Arizona Navajos act to stop potential uranium rush
Jan 03 14:19
PHOENIX (AP) -- As the price of uranium continues to rise, so does the potential for another uranium rush in Arizona -- something Navajos are trying to stop.
Last year, 700 mining claims were filed and 100 test holes were bored into the remote high desert in northern Arizona, The Arizona Republic reported.
Scott Florence, director of the Bureau of Land Management's Arizona Strip district in St. George, Utah, said those numbers are significantly higher than any year since the frenzy of the 1980s.
"Finding the right mine site is a real art. But it seems like everyone and their mother is trying now," Florence said.

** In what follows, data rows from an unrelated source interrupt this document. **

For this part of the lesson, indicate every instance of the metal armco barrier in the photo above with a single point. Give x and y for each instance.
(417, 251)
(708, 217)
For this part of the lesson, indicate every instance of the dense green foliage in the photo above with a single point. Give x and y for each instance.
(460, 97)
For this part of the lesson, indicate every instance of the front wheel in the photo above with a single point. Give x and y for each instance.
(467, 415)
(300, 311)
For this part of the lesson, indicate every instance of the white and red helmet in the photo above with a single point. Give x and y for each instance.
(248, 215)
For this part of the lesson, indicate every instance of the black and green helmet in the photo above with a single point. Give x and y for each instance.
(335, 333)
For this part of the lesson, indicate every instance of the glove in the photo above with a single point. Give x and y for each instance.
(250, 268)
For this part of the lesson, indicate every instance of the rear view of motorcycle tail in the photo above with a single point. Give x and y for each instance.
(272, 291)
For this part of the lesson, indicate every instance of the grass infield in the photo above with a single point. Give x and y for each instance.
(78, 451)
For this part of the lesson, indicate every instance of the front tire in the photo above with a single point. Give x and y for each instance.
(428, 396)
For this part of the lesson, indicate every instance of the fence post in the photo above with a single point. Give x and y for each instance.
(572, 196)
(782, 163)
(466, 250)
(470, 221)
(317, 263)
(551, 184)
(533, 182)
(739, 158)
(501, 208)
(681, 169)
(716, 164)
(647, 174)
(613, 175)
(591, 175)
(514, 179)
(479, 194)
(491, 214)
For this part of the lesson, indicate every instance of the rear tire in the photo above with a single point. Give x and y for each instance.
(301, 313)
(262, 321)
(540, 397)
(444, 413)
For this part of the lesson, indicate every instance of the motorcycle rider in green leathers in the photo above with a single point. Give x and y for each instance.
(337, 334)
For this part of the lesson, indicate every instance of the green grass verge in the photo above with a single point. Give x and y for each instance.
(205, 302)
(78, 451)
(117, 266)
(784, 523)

Fueling the hunt is the price of uranium, which has tripled in the past two years to $36 a pound on the spot market. At the height of the last rush in 1979, uranium got to $43 a pound.
Fearing another rush, Navajo Nation President Joe Shirley Jr. issued an executive order in November banning negotiations with uranium companies or uranium exploration on the three-state Navajo Nation.
Arizona, which has the richest deposits of the ore, also has the worst legacy associated with its mining, along with New Mexico.
After the first wave of uranium mining began on its reservation in the 1950s, the Navajo Nation became embroiled in a public health tragedy. Dozens of premature deaths of Navajo miners and passed-on genetic defects have been attributed to uranium exposure.
"You look around the reservation and see so many elderly people who are crippled and can barely breathe," said Robert Stewart Sr. of Tuba City, a Navajo who worked for five years in a mine in the mid- to late 1950s. "This pretty much devastated much of a generation."
Meanwhile, some say the exploration ban on the Navajo Nation could increase the urgency to look for ore on state, federal and private lands between Interstate 40 and the Utah border. There are dozens of potential uranium-ore bodies that would make financial sense to mine if market prices remain at their highest levels in 25 years.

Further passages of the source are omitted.